O restaurante da América dos sonhos de Trump
Donald Trump detesta imigrantes, isso é fato conhecido. Se pudesse, Trump faria dos Estados Unidos uma nação sem imigrantes.
Trump almoça e janta hambúrgueres do McDonald’s. Ele teme ser envenenado por algum empregado –depois de conhecer um pouquinho a figura, é forçoso dar-lhe alguma razão no que diz respeito a essa mania.
O Mac não existiria sem os imigrantes, já que o hambúrguer foi levado aos EUA pelos alemães. Hamburger = “de Hamburgo”.
As grandes cidades norte-americanas – Nova York, Chicago, Los Angeles, São Francisco – são alguns dos lugares mais legais do mundo para comer fora. A razão é a variedade imbatível de restaurantes étnicos, fruto das dezenas de comunidades imigrantes em busca do tal sonho americano.
Filipino, vietnamita, somali, iemenita, equatoriano, nepalês, cingalês, malaio, congolês, ucraniano, ganês, dominicano, tailandês, venezuelano, chadiano, birmanês, montenegrino. Estas são algumas das nacionalidades presentes nos centros urbanos dos EUA –e, consequentemente, no cardápio de seus restaurantes.
Na América dos sonhos de Donald Trump, nada disso existiria.
Aliás, o que seria uma América sem imigrantes, uma vez que a América foi construída por imigrantes? Difícil especular os pensamentos do presidente. Usemos o senso comum.
Certamente não seria o país dos cherokees, dos sioux e dos navajos. Apesar de terem imigrado na ponta do açoite, os afro-americanos tampouco são os donos da terra. Italianos, poloneses, irlandeses e outros imigrantes de primeira hora, mesmo quando prósperos, ainda são considerados meio bárbaros pela elite dos Estados Unidos. Católicos, eca.
Essa elite defende veladamente a primazia dos WASP –White, anglo-saxon and protestant (“brancos, anglo-saxões e protestantes”) ou um acrônimo para “vespa”. Os anglo-americanos, os tais “pais peregrinos”, ainda são o ideal de pureza espiritual da América. Seus descendentes sempre mandaram no país e ainda mandam.
Num país com tal perfil populacional, não haveria batatas fritas –especialidade franco-belga feita com tubérculos de origem peruana.

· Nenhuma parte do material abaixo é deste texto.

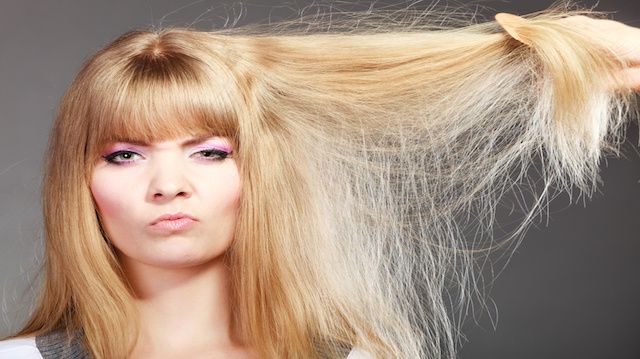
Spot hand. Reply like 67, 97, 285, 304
561, 15, 640, 91
495, 13, 640, 91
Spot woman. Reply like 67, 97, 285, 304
0, 2, 640, 359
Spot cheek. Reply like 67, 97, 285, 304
91, 176, 131, 223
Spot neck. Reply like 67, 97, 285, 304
124, 256, 239, 353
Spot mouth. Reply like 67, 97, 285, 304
150, 213, 198, 234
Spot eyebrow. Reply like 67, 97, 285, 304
118, 135, 213, 147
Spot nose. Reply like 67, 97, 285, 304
149, 159, 192, 202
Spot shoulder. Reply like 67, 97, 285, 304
0, 337, 42, 359
346, 348, 373, 359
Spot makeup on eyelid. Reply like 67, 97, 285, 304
103, 141, 233, 157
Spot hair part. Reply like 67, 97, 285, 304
6, 1, 635, 358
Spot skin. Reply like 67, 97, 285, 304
91, 137, 254, 358
84, 16, 640, 359
495, 13, 640, 91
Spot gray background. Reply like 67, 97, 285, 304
0, 0, 640, 359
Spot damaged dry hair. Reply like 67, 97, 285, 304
2, 0, 636, 358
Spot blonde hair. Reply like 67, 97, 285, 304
3, 1, 635, 358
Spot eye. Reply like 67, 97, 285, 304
195, 148, 231, 161
104, 151, 139, 165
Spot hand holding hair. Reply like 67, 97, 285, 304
495, 13, 640, 91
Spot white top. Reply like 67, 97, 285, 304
0, 337, 372, 359
0, 337, 42, 359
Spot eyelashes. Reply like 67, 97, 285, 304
102, 148, 232, 166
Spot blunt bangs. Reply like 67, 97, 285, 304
88, 48, 238, 161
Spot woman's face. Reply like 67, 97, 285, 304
91, 137, 241, 268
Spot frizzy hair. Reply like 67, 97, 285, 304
3, 1, 636, 358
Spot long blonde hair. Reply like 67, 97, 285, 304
3, 1, 636, 358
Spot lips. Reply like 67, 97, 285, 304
151, 212, 198, 225
149, 213, 198, 236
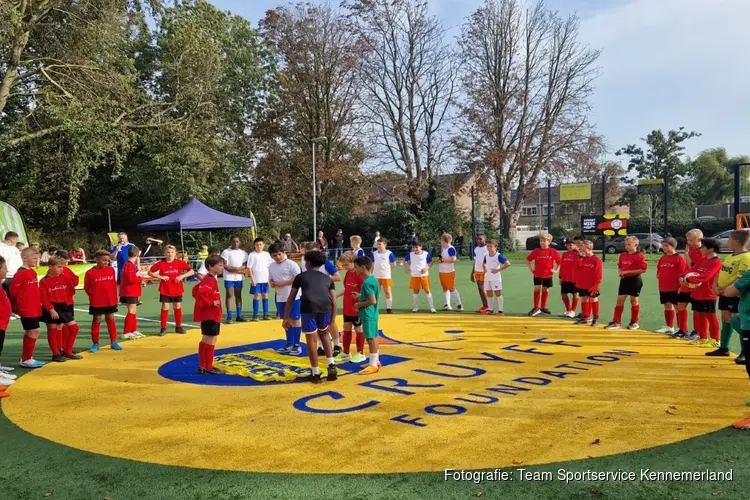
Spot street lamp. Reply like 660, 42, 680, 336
311, 136, 327, 241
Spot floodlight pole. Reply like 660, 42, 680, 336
311, 136, 326, 241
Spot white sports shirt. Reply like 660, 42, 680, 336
474, 245, 487, 273
247, 252, 273, 283
372, 250, 396, 280
268, 259, 302, 302
221, 248, 247, 281
438, 245, 456, 273
406, 250, 432, 278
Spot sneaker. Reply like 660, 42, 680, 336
359, 363, 380, 375
19, 358, 44, 368
352, 352, 367, 363
333, 352, 352, 365
705, 347, 729, 357
326, 365, 339, 382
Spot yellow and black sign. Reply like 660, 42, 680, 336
560, 182, 591, 201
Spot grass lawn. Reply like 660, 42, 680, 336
0, 258, 750, 500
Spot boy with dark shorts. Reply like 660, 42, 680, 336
283, 250, 338, 384
193, 255, 224, 375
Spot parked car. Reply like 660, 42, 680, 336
604, 233, 664, 254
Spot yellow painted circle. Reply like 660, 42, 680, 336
2, 314, 747, 473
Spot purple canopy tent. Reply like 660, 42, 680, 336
136, 198, 255, 251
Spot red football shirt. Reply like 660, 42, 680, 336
344, 271, 365, 316
526, 248, 561, 278
560, 250, 581, 283
83, 266, 117, 307
10, 267, 42, 318
576, 255, 602, 290
39, 274, 75, 311
150, 259, 190, 297
656, 254, 687, 292
688, 257, 721, 300
193, 274, 222, 323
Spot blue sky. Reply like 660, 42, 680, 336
213, 0, 750, 160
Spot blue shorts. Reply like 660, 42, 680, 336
276, 299, 300, 319
302, 313, 331, 333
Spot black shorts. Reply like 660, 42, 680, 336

Nada de hot-dog, outra contribuição alemã. Tacos, burritos, tamales, guacamole, nachos, chimichangas… fora, mexicanos. Pizza, espaguete, lasanha: niente. Acabaria a mania dos americanos de comer rango chinês em caixinhas de papelão.
Ou seja, sobraria muito pouco daquilo que os norte-americanos atuais comem de fato.
Num país de base 100% inglesa, o menu dos restaurantes se limitaria ao javali cozido com molho de hortelã (Obelix tripudiando a culinária britânica em “Asterix entre os Bretões”). Cordeiro, mais provavelmente. Triste para um país com pretensões de liderança global.
Ou nem isso.
Como bem pontuou o defunto Anthony Bourdain, não sobraria um restaurante aberto nos EUA caso todos os imigrantes ilegais fossem deportados. A mão-de-obra das cozinhas são compostas por mexicanos, salvadorenhos, guatemaltecos, paquistaneses, chineses, hondurenhos, nicaraguenses, indianos, cambojanos, bengalis, haitianos, senegaleses, nigerianos e, sim, brasileiros.
Em compensação, também não existiria Donald Trump –filho de um magnata de ascendência alemã com uma escocesa.
A América dos sonhos de Trump é um paradoxo, um show de incoerência compatível com o dono do crânio oco sob a peruca laranja.